Een vraag bij de mail: waarom staan in de geslachtslijsten in het Bijbelboek Genesis – en dan vooral de hoofdstukken 5 en 11 – mensen vermeld die zo ongelooflijk oud werden? Adam werd 930, zijn zoon Set 912, diens zoon Kenan 905, enz. De oudste is Metuselach (ook wel Metusalem), die 962 jaar oud zou zijn geworden.
De Bijbel zelf begint een antwoord te geven op de vraag. In het zesde hoofdstuk van Genesis lezen we dat er steeds meer mensen op aarde kwamen en dat die dochters kregen. De “zonen van de goden” zagen hoe mooi die waren en kozen hun als vrouw. Daarop bepaalde God dat de mensen nog maar 120 jaar oud mochten worden.
Als u het gevoel hebt dat er iets ontbreekt, dan heeft u gelijk. Het feit dat de zonen van de goden omgang hadden met de dochters van de mensen, is immers geen reden om de mensheid een kortere levensduur te geven, maar Gods motief blijft onvermeld. We hebben echter een alleszins redelijk vermoeden over de informatie die de auteur van dit deel van de Bijbel bij zijn publiek bekend kon veronderstellen: die informatie is namelijk te vinden in de tekst die bekendstaat als het Boek der wachters, dat bekend is uit (onder andere) de Dode Zee-rollen. Hierin lezen we dat de “zonen van de goden” engelen waren die bij de vrouwen nogal agressieve kinderen hadden verwekt, waardoor de menselijke misère ontstond. Dit was het antieke joodse antwoord op de vraag waar het kwaad vandaan kwam. (Het idee van een Zondeval in het Paradijs is veel jonger.)
Kortom, de vroege geschiedenis van de mensheid valt in twee delen uiteen: voor en na het ontstaan van het kwaad – een kwaad dat in de Bijbel meteen wordt bestraft door de Zondvloed. De periode daarvoor was daarentegen nog overwegend goed en dat wordt getoond door de enorme leeftijd van die mensen. Dat is een eerste antwoord.
Maar het is iets complexer. Al sinds de negentiende eeuw onderscheiden wetenschappers in Genesis diverse redactielagen en hoewel er nog altijd geen consensus is over wie wanneer waarom wat schreef, is er duidelijkheid dat de namen in Genesis 5 en 11 eerst zijn opgeschreven en dat later iemand daar leeftijden aan heeft toegevoegd.

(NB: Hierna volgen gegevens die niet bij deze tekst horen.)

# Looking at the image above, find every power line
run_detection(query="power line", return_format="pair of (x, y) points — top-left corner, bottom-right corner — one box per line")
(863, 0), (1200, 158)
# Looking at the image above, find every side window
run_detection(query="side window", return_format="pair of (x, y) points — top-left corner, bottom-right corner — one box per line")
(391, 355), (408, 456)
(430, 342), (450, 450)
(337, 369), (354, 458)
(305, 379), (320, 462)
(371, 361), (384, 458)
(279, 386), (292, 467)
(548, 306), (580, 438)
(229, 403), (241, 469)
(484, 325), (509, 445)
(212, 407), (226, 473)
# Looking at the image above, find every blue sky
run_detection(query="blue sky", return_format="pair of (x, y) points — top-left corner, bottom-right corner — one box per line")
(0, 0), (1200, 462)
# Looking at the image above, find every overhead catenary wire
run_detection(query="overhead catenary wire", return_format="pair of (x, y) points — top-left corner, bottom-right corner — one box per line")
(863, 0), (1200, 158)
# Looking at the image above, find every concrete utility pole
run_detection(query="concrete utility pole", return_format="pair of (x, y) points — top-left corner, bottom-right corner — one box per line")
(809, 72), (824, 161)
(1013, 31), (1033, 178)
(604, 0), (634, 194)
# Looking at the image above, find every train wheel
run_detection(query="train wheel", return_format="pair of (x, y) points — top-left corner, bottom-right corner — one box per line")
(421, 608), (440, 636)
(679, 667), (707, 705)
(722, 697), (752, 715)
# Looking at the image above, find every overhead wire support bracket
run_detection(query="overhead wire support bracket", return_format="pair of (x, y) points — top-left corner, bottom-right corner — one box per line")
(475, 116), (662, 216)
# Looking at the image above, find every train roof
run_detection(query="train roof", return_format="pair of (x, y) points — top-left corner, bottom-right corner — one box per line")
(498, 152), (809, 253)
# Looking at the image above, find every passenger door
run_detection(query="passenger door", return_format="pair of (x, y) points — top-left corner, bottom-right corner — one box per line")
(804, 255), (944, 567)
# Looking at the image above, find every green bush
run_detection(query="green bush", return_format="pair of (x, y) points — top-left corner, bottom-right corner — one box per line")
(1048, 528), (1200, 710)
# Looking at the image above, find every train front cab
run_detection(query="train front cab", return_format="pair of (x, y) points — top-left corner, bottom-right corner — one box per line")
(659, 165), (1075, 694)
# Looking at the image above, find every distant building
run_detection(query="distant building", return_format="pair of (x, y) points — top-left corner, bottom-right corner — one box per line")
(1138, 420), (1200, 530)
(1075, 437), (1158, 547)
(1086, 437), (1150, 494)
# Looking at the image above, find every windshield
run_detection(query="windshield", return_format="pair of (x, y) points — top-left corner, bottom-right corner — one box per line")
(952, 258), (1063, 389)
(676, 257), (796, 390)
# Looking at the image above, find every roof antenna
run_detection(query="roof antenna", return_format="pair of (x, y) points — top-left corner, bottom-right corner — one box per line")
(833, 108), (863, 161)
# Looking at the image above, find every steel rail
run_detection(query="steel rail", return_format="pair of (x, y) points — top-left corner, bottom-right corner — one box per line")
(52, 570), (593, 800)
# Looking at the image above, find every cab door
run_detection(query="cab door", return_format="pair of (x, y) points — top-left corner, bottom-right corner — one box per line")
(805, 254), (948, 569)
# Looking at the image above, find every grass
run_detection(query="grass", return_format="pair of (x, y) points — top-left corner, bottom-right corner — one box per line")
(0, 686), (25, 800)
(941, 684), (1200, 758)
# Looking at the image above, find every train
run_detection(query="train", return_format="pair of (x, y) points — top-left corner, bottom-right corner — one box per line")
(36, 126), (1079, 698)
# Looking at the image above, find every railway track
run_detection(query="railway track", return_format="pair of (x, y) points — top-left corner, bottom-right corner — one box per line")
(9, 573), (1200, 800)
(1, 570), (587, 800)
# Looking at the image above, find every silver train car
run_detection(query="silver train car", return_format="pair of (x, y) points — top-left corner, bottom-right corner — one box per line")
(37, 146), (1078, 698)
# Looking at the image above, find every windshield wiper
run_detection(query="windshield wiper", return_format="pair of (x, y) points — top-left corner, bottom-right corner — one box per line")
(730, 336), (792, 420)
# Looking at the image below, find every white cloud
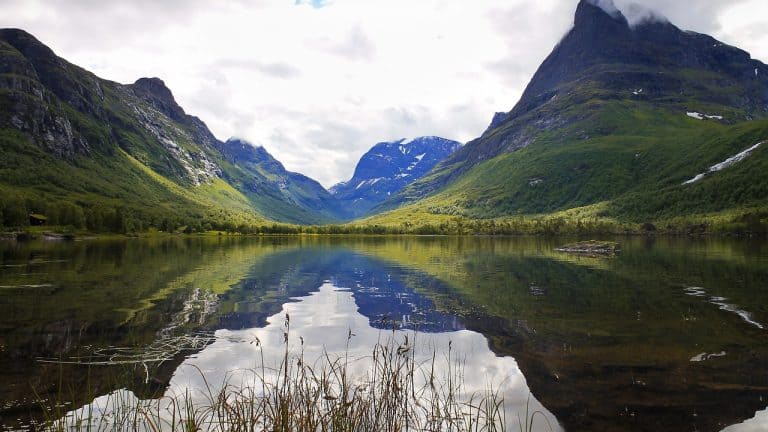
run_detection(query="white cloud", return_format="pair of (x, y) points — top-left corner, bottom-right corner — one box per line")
(0, 0), (768, 186)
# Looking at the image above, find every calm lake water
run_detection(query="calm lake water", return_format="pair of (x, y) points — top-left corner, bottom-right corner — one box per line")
(0, 237), (768, 432)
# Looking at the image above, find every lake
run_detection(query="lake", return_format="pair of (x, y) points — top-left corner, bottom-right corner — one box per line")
(0, 236), (768, 432)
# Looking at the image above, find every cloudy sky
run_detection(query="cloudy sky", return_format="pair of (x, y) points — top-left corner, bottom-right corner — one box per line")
(0, 0), (768, 186)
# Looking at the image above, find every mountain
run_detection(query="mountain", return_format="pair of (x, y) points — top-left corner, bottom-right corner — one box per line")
(330, 136), (461, 217)
(218, 138), (348, 224)
(0, 29), (340, 232)
(370, 0), (768, 230)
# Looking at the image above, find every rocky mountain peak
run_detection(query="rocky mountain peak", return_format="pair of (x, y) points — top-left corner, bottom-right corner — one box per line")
(574, 0), (629, 29)
(130, 78), (186, 121)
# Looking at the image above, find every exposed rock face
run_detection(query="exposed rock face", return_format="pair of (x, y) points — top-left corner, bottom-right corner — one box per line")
(331, 137), (461, 216)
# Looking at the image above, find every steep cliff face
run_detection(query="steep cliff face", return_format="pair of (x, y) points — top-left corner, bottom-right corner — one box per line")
(0, 29), (342, 228)
(396, 1), (768, 204)
(368, 0), (768, 223)
(331, 137), (461, 217)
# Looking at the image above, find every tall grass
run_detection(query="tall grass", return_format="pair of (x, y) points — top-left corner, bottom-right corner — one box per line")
(46, 314), (553, 432)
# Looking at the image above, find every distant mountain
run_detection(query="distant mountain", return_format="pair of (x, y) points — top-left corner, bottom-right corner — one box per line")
(0, 29), (341, 231)
(372, 0), (768, 228)
(218, 138), (348, 223)
(330, 136), (461, 217)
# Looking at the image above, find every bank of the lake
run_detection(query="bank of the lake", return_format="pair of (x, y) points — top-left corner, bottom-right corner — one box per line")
(0, 235), (768, 431)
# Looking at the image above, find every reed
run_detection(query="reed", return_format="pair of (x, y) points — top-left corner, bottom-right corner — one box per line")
(46, 314), (552, 432)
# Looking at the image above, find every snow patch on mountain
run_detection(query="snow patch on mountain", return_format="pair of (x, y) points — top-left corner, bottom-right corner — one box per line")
(685, 111), (723, 120)
(682, 141), (768, 185)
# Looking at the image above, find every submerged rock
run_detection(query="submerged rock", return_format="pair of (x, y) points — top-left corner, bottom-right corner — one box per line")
(555, 240), (620, 255)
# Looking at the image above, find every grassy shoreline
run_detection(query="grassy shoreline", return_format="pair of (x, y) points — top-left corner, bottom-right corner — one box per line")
(0, 212), (768, 240)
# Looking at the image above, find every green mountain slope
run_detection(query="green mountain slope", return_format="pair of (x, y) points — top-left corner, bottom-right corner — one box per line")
(369, 1), (768, 230)
(0, 29), (339, 232)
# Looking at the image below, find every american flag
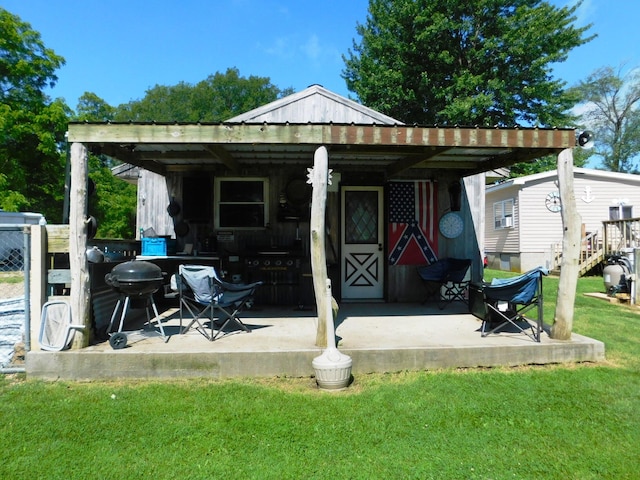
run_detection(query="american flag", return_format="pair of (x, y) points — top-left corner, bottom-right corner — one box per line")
(389, 180), (438, 265)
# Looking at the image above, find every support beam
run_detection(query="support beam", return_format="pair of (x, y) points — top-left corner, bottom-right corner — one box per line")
(69, 143), (91, 348)
(309, 147), (333, 347)
(551, 148), (582, 340)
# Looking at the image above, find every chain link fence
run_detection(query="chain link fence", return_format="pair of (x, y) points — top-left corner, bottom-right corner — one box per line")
(0, 225), (31, 368)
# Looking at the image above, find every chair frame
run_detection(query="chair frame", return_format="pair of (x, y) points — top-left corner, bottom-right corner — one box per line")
(418, 258), (471, 310)
(176, 265), (263, 342)
(469, 268), (547, 343)
(38, 300), (85, 352)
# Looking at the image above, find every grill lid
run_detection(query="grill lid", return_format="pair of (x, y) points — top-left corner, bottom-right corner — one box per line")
(105, 260), (163, 285)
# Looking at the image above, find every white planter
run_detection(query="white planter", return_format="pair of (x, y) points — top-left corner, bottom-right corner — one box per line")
(311, 349), (353, 390)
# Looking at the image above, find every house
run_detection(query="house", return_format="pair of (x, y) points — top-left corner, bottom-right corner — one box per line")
(68, 85), (575, 318)
(484, 168), (640, 272)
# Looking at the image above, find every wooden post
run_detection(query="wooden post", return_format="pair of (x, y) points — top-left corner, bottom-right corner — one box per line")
(551, 149), (582, 340)
(308, 147), (329, 347)
(69, 143), (91, 348)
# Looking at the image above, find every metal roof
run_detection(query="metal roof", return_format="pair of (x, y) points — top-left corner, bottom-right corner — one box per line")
(68, 122), (576, 178)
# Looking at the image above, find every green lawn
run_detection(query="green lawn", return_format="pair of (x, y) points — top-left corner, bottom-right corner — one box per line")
(0, 272), (640, 479)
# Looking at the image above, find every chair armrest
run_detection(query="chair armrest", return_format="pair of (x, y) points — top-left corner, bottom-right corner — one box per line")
(215, 279), (264, 292)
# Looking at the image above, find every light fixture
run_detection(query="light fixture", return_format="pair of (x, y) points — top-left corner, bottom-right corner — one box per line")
(576, 130), (596, 150)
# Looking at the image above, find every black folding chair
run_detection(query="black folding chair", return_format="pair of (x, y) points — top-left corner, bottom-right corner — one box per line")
(177, 265), (262, 341)
(418, 258), (471, 310)
(469, 267), (548, 342)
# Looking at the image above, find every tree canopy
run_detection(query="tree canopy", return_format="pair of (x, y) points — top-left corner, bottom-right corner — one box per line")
(113, 68), (293, 122)
(343, 0), (591, 126)
(574, 67), (640, 173)
(0, 8), (70, 221)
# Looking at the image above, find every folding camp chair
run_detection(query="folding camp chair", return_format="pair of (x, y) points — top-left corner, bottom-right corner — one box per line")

Wat die daarmee heeft bedoeld, wisten mensen in de Oudheid al niet meer en de toenmalige kopiisten hechtten er weinig betekenis aan. Er werd geen correctie op gedaan, zodat de som van de leeftijden van de diverse aartsvaders verschilt in de drie grote overleveringstradities (d.w.z. in de Samaritaanse Pentateuch, in de Septuagint en in de “normale” Masoretische traditie). Pogingen aan de hand van de jaartallen een chronologie op te stellen en zo een jaar te geven waarin volgens de auteurs van Genesis de Zondvloed plaatsvond, zijn dus niet zo heel erg zinvol. Dat geldt ook voor de berekening dat 4004 v.Chr. het jaar van de Schepping zou zijn geweest.

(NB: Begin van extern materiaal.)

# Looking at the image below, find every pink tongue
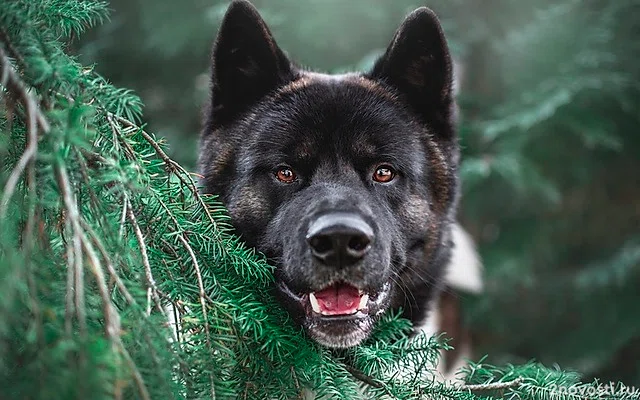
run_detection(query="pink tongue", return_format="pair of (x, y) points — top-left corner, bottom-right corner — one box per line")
(314, 283), (360, 315)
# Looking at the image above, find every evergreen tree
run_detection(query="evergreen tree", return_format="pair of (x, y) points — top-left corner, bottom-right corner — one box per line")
(78, 0), (640, 386)
(0, 0), (640, 399)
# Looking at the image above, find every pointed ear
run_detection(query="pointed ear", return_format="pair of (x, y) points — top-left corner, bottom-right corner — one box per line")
(207, 0), (294, 129)
(368, 7), (455, 137)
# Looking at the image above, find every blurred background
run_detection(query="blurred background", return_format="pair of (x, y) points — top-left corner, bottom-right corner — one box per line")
(73, 0), (640, 387)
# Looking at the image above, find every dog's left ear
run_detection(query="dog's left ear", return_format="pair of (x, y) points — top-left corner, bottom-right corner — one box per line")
(367, 7), (455, 138)
(207, 0), (294, 129)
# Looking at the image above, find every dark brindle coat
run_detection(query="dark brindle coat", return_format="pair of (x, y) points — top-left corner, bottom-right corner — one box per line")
(199, 1), (476, 347)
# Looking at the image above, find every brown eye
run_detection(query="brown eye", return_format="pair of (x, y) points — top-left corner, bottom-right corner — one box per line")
(373, 164), (396, 183)
(276, 167), (296, 183)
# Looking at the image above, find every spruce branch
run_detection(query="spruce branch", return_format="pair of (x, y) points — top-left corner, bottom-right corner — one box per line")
(108, 114), (226, 236)
(0, 48), (49, 220)
(123, 199), (166, 316)
(461, 377), (524, 392)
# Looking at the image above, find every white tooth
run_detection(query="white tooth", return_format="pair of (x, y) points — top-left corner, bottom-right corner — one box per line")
(358, 294), (369, 310)
(309, 293), (320, 314)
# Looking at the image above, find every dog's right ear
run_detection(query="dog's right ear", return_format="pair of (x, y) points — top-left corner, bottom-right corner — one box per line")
(207, 0), (294, 130)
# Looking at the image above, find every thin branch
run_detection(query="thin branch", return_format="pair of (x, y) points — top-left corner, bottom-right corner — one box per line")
(55, 162), (87, 334)
(64, 219), (75, 336)
(0, 48), (49, 219)
(80, 219), (136, 305)
(462, 377), (524, 392)
(343, 364), (397, 398)
(125, 199), (166, 317)
(108, 113), (225, 238)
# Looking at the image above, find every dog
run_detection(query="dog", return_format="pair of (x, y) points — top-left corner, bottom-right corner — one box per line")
(198, 1), (479, 368)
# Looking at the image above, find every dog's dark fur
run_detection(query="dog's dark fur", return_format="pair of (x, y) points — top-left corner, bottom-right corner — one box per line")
(199, 1), (459, 347)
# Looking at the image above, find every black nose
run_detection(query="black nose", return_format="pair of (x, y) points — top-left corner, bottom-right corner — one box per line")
(307, 213), (374, 267)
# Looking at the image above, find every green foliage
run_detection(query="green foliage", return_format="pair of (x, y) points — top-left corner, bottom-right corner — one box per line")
(0, 0), (640, 399)
(76, 0), (640, 386)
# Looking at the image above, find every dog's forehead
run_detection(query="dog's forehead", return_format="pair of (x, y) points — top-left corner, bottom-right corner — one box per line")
(253, 72), (427, 153)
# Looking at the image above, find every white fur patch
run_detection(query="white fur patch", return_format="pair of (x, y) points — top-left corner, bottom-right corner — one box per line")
(444, 223), (484, 293)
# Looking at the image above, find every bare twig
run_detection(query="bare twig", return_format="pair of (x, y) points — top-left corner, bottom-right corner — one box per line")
(126, 199), (166, 317)
(64, 219), (75, 336)
(55, 162), (87, 334)
(108, 113), (224, 236)
(461, 377), (524, 392)
(80, 219), (136, 305)
(0, 48), (49, 219)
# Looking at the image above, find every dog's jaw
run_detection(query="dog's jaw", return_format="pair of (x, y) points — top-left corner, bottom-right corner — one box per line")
(276, 281), (392, 348)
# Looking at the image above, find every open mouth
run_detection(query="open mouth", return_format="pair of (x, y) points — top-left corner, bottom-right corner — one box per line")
(309, 283), (369, 316)
(277, 281), (391, 348)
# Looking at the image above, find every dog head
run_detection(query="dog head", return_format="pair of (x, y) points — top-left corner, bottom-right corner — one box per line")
(199, 1), (458, 347)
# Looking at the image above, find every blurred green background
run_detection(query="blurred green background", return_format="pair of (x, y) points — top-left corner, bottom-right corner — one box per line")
(73, 0), (640, 387)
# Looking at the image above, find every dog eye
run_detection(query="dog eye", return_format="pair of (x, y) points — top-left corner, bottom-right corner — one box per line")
(276, 167), (297, 183)
(373, 164), (396, 183)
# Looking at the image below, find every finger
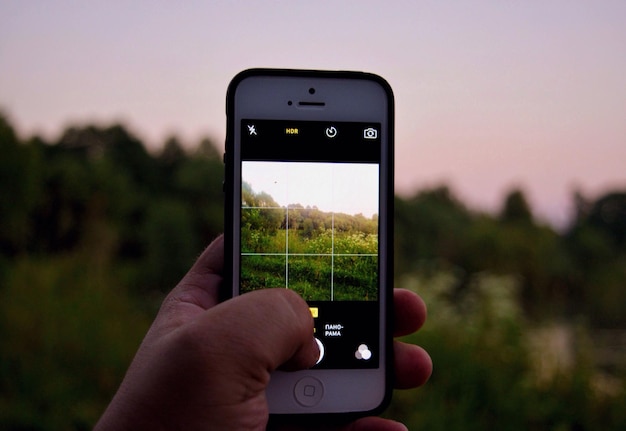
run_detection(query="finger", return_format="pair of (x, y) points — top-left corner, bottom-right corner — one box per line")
(393, 341), (433, 389)
(166, 235), (224, 310)
(200, 289), (319, 378)
(393, 289), (428, 337)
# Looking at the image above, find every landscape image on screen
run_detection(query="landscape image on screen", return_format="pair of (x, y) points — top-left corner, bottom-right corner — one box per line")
(240, 161), (378, 301)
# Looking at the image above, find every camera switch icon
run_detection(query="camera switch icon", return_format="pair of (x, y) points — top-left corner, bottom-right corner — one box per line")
(363, 127), (378, 139)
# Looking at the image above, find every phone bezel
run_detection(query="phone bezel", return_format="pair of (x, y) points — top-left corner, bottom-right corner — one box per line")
(224, 69), (394, 416)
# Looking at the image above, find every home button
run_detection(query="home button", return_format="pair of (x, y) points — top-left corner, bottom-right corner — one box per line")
(293, 377), (324, 407)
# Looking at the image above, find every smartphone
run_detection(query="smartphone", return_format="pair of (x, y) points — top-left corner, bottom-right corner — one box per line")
(225, 69), (394, 415)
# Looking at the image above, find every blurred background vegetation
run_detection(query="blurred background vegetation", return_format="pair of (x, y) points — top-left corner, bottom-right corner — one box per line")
(0, 114), (626, 430)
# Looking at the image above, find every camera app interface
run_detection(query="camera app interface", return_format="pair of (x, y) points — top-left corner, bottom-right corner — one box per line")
(239, 120), (381, 368)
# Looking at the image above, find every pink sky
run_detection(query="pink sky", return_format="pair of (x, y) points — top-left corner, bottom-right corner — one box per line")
(0, 0), (626, 230)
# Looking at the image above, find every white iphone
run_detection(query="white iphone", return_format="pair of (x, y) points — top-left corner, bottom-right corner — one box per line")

Nog een ander punt: wat bewoog de auteur van Genesis 5 om de goedheid van de mensen voor de Zondvloed te demonstreren aan de hand van hoge leeftijden? Hij had toch ook andere motieven kunnen nemen? Het antwoord is in dit geval heel simpel: omdat iedereen in het oude Nabije Oosten zo dacht. De leeftijden van de mensen die in de Mesopotamische tradities worden genoemd als heersers voor de Zondvloed, zijn ook enorm. (Hier is de Sumerische koningslijst.) Dit was gewoon het antieke wereldbeeld: ooit was alles beter was geweest, ooit waren de mensen wijzer geweest en omdat wijsheid met de jaren komt, moesten de mensen destijds eeuwenoud zijn geworden.
Het is misschien een simpele redenering, maar de bescheidenheid van de auteur van deze delen van Genesis, die meende dat eerdere generaties groter waren geweest, is innemend.

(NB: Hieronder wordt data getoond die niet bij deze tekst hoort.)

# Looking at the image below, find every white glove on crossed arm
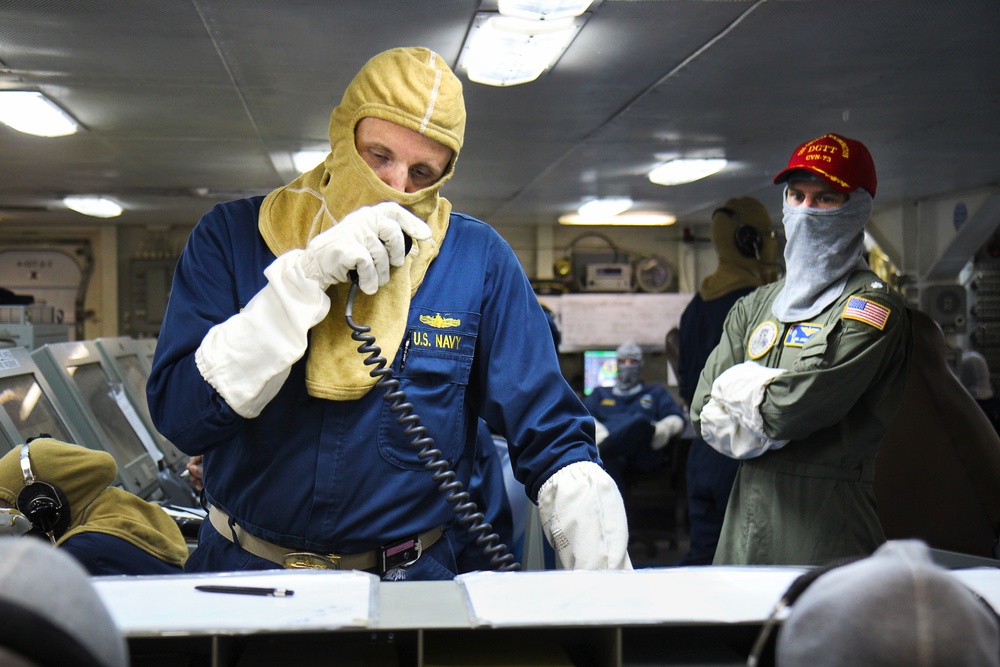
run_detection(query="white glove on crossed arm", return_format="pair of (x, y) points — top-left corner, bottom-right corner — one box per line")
(302, 202), (431, 294)
(650, 415), (684, 451)
(700, 361), (788, 459)
(538, 461), (632, 570)
(194, 249), (330, 417)
(195, 202), (431, 418)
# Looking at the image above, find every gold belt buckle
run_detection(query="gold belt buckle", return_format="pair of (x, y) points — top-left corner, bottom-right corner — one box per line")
(282, 551), (340, 570)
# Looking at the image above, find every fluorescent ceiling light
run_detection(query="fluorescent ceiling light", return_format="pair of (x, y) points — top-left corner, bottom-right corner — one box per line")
(63, 196), (123, 218)
(292, 151), (330, 174)
(577, 197), (632, 218)
(0, 90), (80, 137)
(559, 212), (677, 227)
(497, 0), (594, 21)
(649, 158), (726, 185)
(458, 14), (584, 86)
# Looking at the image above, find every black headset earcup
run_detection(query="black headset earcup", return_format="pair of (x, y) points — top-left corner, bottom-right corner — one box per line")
(733, 225), (764, 259)
(17, 482), (70, 536)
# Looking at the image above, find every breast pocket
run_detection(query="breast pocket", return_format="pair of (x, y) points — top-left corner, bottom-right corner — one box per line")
(378, 348), (472, 470)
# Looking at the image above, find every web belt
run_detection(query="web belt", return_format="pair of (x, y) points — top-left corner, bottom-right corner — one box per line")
(208, 506), (444, 574)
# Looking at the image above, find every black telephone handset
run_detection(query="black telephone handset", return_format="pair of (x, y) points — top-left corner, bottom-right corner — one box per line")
(344, 234), (521, 572)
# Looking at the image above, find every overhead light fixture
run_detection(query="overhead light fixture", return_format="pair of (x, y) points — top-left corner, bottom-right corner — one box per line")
(559, 212), (677, 227)
(292, 150), (330, 174)
(0, 90), (80, 137)
(63, 196), (123, 218)
(458, 13), (586, 86)
(577, 197), (632, 218)
(497, 0), (594, 21)
(649, 158), (727, 185)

“dat later iemand daar leeftijden aan heeft toegevoegd.”
Dus Jonge Aarde Creationisten (en vergis je niet, hoewel de bronnen een tikje vaag zijn verwerpt ongeveer 23% van de Nederlandse inwoners de evolutietheorie) verwerpen niet alleen natuurkunde, scheikunde, biologie en geologie maar ook geschiedkunde. En allemaal beweren ze zoveel van wetenschap te houden!
“….. is innemend”
Mwah, ik zie niets innemends aan de zelfminachting (“wij mensen tegenwoordig zijn slecht, worden alleen maar slechter en daar is niets aan te doen”) die hiermee onveranderlijk gepaard gaat en zo typerend is voor het christelijk geloof. De andere kant van deze medaille is mijn bewondering voor die christenen die zich desondanks laten inspireren om zich in te zetten voor een betere wereld. De derde kant (jaja, christendom is een gecompliceerde zaak en alleen al daarom niets voor mij – ik houd de dingen liever eenvoudig) wordt getoond door hen die zichzelf overtuigen het goede te doen, vervolgens een hoop ellende aanrichten en jarenlang met geestelijke kwellingen rondlopen die ze zichzelf hebben aangedaan. Denk aan Moeder Theresa; deze houding vinden we ook terug bij Augustinus van Hippo.
Nee hoor, de wereld en het individu is beter af zonder deze valse bescheidenheid.
De (meestal) in de Bijbel vermelde leeftijd van Methusalem/Methusalach is 969 jaar. De Septuagint vermeldt echter 782 jaar. Vermoedelijk zal er sprake zijn van enige symboliek: zo werd Henoch, die “wandelede met God” op de leeftijd van 365 jaar “opgenomen” (wat ook gebeurde met de grote profeten Mozes, Elia en Elisa).
Waar komt toch het idee vandaan dat vroeger alles beter was? Al die Gouden Tijdperken in het verre verleden (en de hang om daar weer naar terug te keren). Dit voorbeeld is oosters. Komt het ook in andere, niet verwante culturen voor? Is daar wel eens onderzoek naar gedaan?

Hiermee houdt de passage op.